Milliardenprofite der Pharmaindustrie unangetastet

Die »Gesundheitsreform« sei von allen bisher umgesetzten Elementen der »Agenda 2010« die »größte Erfolgsstory«, erklärte Karl Lauterbach, Chefberater von Gesundheitsministerin Ulla Schmidt (SPD) am Mittwoch in Berlin. Damit hat er sicherlich recht, denn in keinem Bereich der sozialen Daseinfürsorge funktioniert die direkte Umverteilung von unten nach oben zur Zeit ähnlich reibungslos. Während die gesetzlich Versicherten durch Praxisgebühren, erhöhte Zuzahlungen und komplett privat zu finanzierende Gesundheitsleistungen um mehrere Milliarden erleichtert werden, schwingen sich die großen Pharmakonzerne von einem Umsatz- und Gewinnrekord zum nächsten. Der Bundeskanzler hat nun am Mittwoch nach einer »Rotweinrunde« mit den Pharmabossen unmißverständlich klargestellt, daß das auch so bleiben wird und »Entgegenkommen« bei der Frage patentgeschützter Medikamente angekündigt.

Die im »Gesundheitsmodernisierungsgesetz« getroffene Festlegung, daß teure, patentgeschützte Medikamente ohne therapeutischen Zusatznutzen ab Januar 2005 unter die Festbetragsregelung fallen, d.h. nur noch bis zur Höhe des Preises in der Wirkung gleicher Präparate erstattet werden, sollte den Krankenkassen Einsparungen von einer Milliarde Euro pro Jahr bringen. Die kämen vermutlich schnell zusammen. Ein preiswertes Medikament gegen die Volkskrankheit Bluthochdruck beispielsweise kostet pro Jahr 33 Euro, ein vergleichbares, vermeintlich »innovatives« Mittel schlägt dagegen mit 221 Euro zu Buche.

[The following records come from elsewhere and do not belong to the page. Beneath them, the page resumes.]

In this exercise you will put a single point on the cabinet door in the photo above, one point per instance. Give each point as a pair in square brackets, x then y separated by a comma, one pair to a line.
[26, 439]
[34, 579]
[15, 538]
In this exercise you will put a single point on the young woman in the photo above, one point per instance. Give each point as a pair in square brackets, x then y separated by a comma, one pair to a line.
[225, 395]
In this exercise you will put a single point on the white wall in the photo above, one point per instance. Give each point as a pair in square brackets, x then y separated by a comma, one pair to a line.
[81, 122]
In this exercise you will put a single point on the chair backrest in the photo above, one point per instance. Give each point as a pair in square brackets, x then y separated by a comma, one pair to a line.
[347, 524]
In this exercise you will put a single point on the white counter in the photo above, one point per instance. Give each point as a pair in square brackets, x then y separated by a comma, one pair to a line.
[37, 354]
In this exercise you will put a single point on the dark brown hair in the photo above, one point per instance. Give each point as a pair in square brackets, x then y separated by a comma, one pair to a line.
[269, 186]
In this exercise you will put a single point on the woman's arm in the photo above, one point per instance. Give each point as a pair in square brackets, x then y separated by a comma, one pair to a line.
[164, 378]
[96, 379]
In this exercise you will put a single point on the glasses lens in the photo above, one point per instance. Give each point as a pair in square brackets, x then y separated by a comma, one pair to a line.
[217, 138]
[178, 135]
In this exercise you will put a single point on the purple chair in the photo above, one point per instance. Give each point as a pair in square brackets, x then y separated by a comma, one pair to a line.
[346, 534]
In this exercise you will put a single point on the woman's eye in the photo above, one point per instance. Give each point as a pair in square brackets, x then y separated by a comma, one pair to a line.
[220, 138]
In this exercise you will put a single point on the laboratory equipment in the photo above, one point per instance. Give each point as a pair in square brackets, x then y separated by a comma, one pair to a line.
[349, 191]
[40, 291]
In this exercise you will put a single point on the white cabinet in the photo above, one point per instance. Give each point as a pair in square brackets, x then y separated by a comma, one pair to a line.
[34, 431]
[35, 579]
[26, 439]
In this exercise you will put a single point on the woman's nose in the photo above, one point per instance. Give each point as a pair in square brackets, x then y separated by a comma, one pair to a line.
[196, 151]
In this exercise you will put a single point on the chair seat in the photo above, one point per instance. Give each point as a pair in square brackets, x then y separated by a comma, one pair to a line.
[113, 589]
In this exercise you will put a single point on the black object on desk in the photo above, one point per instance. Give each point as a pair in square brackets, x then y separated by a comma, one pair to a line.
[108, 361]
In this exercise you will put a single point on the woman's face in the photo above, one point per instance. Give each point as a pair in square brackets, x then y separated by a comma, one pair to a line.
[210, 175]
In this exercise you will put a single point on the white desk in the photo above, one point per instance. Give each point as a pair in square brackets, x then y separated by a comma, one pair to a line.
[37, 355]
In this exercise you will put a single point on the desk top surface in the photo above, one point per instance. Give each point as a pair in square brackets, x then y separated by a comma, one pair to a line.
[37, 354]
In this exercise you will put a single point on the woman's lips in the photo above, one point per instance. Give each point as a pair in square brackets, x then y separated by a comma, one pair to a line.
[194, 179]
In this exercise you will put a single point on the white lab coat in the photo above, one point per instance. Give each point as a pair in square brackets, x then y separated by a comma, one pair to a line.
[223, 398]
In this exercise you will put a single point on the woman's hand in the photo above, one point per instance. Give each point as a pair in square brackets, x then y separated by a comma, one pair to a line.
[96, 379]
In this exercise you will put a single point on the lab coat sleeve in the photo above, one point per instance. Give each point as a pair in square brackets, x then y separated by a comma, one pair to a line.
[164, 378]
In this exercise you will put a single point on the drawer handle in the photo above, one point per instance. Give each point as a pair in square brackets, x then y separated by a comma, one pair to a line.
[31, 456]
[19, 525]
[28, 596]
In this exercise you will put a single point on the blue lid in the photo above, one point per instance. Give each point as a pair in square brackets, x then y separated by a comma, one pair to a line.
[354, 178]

Da derartige Scheininnovationen zirka 80 Prozent aller Neuzulassungen ausmachen, ist das Argument der Unternehmen, man müsse mit den hohen Preisen die Forschungsinvestitionen refinanzieren, bereits auf den ersten Blick nicht besonders belastbar.

Das alles ist dem Kanzler natürlich wohlbekannt. Doch die Pharmalobby hat in ihm stets einen willfähigen Handlanger gehabt, wenn es um die Verteidigung ihrer Profitinteressen geht. Bereits 2001 ließ sich die Bundesregierung die geplante Einführung einer Positivliste verschreibungsfähiger Medikamente für läppische 200 Millionen Euro abkaufen. Inzwischen ist Schröder offensichtlich wesentlich billiger zu haben. Die Weichen für die erneute Profitgarantie für die Pharmalobby wurden laut Presseberichten auf einem gemeinsamen Gelage von Kanzler und Bossen im Bordelaiser Nobelweingut Chateau Lafite des Baron Rothschild bereits im März dieses Jahres gestellt. Und der ihm bei dieser Gelegenheit kredenzte 1940er Grand Cru war zwar sicherlich teuer, aber 200 Millionen Euro kostete er wohl nicht.